And as far as being adapted to prices, we’ve also got a good base set of hedges that further inflate cash flow and provide us a greater predictability, near and medium term. And then of course we’ll be responsive to any severe moves. We clearly are not going to look away from prices and realities of realized netbacks. But all that being said, under virtually any reasonable pricing scenario, we’ve got a variety of scenarios down to $2, $2.50 for example on page seven of our deck. Range is generating extremely competitive levels of free cash flow. So we feel good about the program and don’t expect there to be any material alteration. That said, we remain nimble and will adapt as need be.
Paul Diamond: Understood. Thanks for the charity guys.
Jeff Ventura: Thank you.
Operator: Please stand by for our next question. Our next question comes from the line of Neal Dingmann of Truist Securities. Your line is now open.
Neal Dingmann: Good money, all. Thanks for time. Hope you can hear me a little bit loud here. My question is on oil field services. I’m just wondering, you have seen a bit of a decline now in some of the gas areas like here, so I’m just wondering, has that shown through on maybe not rigs yet, but maybe some of the other oilfield services or is it may be still too early to tell.
Jeff Ventura: Yes, thanks for the question Neal. I’d say it’s a little bit early. I think for those service cost reductions to at this point fully surfaced. But again, I kind of tried to touch on this just a little bit earlier. The good news is we’re not seeing any further requests for increase at this time. We’ve seen in some ways a good strong stabilization of the service cost market. But we fully expect as rigs fully materialize and being dropped in the months ahead, and we start to get deeper into the year, there to be further opportunities for us to evaluate service cost reduction opportunities. And I’ll throw this on. I mean we also you know service cost is always one component of our cost structure, but our efficiencies are the other.
As we look at how we are attacking the program this year, we would further expect to repeat our efficiencies and continue to build upon them, further reducing that cost structure. So as you kind of dial all this back, we kind of feel like at the end of the day and Mark just touched on it this morning as well in his remarks. But we expect regardless of the outcome to be at the leading edge of what that dollar per M efficiency value looks like at that 76 level.
Neal Dingmann: Okay, to my point and I had one follow up. Just Dennis, I think you and Jeff talked about this, but on the additional inventory you see for the next year or two, is most of that will that be the longer laterals or can you just maybe talk a little color on the type of wells you anticipate? There seems like they’ll it seems like you’re you could see a bit bigger, better margins on that type. I was just wondering, was that because of the long potential laterals or is there more things to that?

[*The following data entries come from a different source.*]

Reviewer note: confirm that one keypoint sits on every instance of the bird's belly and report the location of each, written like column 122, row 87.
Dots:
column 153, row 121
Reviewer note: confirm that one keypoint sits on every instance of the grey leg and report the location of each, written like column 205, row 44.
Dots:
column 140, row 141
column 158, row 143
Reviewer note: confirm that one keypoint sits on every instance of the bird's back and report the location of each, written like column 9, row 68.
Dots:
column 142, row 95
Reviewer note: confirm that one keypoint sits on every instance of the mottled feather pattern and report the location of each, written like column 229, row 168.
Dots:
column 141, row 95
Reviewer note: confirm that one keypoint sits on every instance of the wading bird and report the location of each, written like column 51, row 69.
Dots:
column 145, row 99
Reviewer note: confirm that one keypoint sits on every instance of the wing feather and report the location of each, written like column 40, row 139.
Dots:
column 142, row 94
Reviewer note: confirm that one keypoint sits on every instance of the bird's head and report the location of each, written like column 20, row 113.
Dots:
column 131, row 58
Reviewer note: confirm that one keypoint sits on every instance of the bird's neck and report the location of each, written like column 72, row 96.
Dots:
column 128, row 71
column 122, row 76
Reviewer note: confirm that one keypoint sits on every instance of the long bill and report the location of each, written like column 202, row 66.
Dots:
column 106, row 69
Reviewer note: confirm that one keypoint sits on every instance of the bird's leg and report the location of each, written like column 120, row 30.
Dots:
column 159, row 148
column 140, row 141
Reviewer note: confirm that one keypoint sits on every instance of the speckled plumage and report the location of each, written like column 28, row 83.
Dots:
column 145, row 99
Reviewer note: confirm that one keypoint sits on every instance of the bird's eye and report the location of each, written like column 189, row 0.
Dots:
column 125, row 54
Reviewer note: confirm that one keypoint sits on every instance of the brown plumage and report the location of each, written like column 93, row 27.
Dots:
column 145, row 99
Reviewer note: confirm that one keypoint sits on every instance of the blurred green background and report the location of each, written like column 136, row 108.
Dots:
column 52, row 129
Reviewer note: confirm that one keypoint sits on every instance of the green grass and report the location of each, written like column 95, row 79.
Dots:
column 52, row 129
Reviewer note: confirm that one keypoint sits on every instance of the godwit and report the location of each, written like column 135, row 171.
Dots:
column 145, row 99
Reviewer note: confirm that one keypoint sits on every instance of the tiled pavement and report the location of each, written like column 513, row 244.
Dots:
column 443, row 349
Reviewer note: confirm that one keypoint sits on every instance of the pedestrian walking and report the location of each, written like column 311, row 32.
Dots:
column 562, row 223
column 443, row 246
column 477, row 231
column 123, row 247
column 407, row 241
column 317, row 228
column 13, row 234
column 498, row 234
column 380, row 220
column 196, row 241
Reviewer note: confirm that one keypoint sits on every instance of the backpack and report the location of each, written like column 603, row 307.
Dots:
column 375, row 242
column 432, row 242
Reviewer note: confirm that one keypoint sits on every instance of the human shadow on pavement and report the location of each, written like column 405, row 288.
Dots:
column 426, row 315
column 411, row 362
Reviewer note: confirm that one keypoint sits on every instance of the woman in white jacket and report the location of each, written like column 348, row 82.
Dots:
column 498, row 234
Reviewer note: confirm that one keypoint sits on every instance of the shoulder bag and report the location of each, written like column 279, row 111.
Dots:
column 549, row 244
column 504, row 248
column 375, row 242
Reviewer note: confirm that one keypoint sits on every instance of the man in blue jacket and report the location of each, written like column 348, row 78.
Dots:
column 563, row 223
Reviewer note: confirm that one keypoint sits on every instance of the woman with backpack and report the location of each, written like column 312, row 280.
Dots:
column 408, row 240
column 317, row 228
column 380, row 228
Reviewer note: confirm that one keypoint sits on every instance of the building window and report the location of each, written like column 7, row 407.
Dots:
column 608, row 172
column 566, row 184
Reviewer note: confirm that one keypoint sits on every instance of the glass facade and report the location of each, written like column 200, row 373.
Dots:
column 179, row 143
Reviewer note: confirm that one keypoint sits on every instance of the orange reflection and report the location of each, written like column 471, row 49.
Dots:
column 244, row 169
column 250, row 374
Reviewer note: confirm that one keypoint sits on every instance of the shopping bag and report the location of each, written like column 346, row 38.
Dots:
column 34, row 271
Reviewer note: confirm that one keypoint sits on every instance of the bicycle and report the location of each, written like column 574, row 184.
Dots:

Jeff Ventura: Yes, as we think about the inventory that we’re adding this year, it’s really to do a couple of things. One, it allows us to have some optionality as we think about 2024 and 2025, but you should really take a step back. We’re really talking about adding somewhere between one to two pads sites of wells in wellbores. And so again, that’s going to allow us to further operationally de-risk the program, not only maintain our current efficiency levels, but also to build upon them. And as we kind of look at the drilling efficiencies and records that the team set already in 2023, by having some of those efficiencies that we’re already capturing, plus completion efficiency improvements from last year, you can see some of that activity then further making it into this year’s program.